What an outburst lol. I didnt call it cheating. Its just as worth noting as when it happens elsewhere. Perhaps you should stop reading what isnt there.
(I'm not sure how many Vietnamese actually love USA, vs how many don't... I just want to remind that different people in the same society might hold different opinions, and the sentiment is certainly not monolithic)
I never really looked into it, but it looks like the vast majority of Vietnamese were born after the war so US culture and trade are way more important contributors to opinion. Vietnamese are some of the most pro-US people in the world.
Vietnam had such massive population growth that there are very few people who even remember the war. On the other hand China was pretty much always ingrained into their “national consciousness” as a permanent massive threat.
The most recent example include the profits from Venezuelan oil:
https://www.bbc.co.uk/news/articles/ckgn7p7g79wo
https://venezuelanalysis.com/news/trump-administration-manda...
That money is held in a US treasury account. In February the estimated price from the first 50 M barrels was $2.8bn... with the USA+Israel bombing of Iran, the price of course would have increased since.

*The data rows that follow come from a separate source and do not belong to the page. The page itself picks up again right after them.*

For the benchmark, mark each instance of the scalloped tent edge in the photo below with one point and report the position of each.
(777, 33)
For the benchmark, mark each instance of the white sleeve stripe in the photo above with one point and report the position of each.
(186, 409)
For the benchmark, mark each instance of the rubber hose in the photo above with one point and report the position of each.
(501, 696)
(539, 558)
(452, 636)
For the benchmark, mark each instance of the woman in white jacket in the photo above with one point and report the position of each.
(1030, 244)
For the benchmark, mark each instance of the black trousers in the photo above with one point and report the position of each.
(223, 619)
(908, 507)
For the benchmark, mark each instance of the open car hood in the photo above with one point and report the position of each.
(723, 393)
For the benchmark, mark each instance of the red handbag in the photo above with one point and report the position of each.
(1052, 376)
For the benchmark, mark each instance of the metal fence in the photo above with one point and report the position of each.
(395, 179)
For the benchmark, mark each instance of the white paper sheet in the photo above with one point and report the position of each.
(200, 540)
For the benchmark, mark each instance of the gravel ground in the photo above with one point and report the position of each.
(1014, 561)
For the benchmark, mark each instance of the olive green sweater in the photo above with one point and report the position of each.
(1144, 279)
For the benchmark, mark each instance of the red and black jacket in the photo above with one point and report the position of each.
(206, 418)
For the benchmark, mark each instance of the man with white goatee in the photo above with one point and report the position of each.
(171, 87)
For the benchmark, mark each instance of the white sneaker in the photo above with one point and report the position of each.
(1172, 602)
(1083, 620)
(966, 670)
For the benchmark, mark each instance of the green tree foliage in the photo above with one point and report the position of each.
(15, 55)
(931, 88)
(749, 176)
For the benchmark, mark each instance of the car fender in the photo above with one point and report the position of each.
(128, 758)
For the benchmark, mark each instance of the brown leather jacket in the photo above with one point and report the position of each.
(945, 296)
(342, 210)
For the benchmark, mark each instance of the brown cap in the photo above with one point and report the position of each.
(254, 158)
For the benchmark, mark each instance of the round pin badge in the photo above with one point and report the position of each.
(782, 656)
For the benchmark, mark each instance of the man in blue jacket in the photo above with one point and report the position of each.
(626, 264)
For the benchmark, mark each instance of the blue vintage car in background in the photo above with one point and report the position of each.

> It is not clear what portion of the revenues from the sale - which analysts expect to raise about $2.8bn (£2.1bn) - would be shared with Venezuela.
But let's assume that the USA is going to retain "only" 5% of it: that's still 140 million $ of money flowing in, in perpetuity.
Not to mention that having control of the whole 2.8 billion $ also buys further room for loan and deals made on the USA's preferred currency and preferred terms... Or the expropriation of CITGO.
Of course, that money flowing in will be mostly in the pocket of Trump itself, of the billionaires surrounding him, of the military industrial complex (you have to replenish the weapons stockpiles, after all) and all of the federal contractors (that includes most of the FAANG!)... Lots of people in the USA "labor aristocracy" are going to see material benefit from it.
Ultimately, there's still going to be lots of poor people in the USA who won't be able to afford insulin, and there's going to be lots of resentment abroad (not only in Venezuela)... And one could split hair that Maduro's kidnapping is in the USA's interest, but not in its "best interest" (or similarly trying to argue a no-true-scotman for the definition of "USA's interest")
Not to mention, but it's not only Trump's: it's everyone who he surrounds himself with: JD Vance, Pam Bondi (until a few days ago?), Pete Hegseth, the military generals that didn't get kicked out by Hegseth, etc.
They're all complicit, and they're all going along with him.
And of course, if the Democrats will return to power in the next few elections, I don't expect them to relinquish the leverage and resources that Trump got them, just like Obama and Biden didn't pull out of Afghanistan for several years.
Of course, we saw with AIPAC and JStreet that US lobbying is seeing tons of money from abroad: but those are two different faces of the same medal: the oligarchs and the bourgeoisie have common interests across different countries, and the USA is definitely influencing politicians abroad as much, if not more, than moneyed interests abroad are influencing politicians in the USA.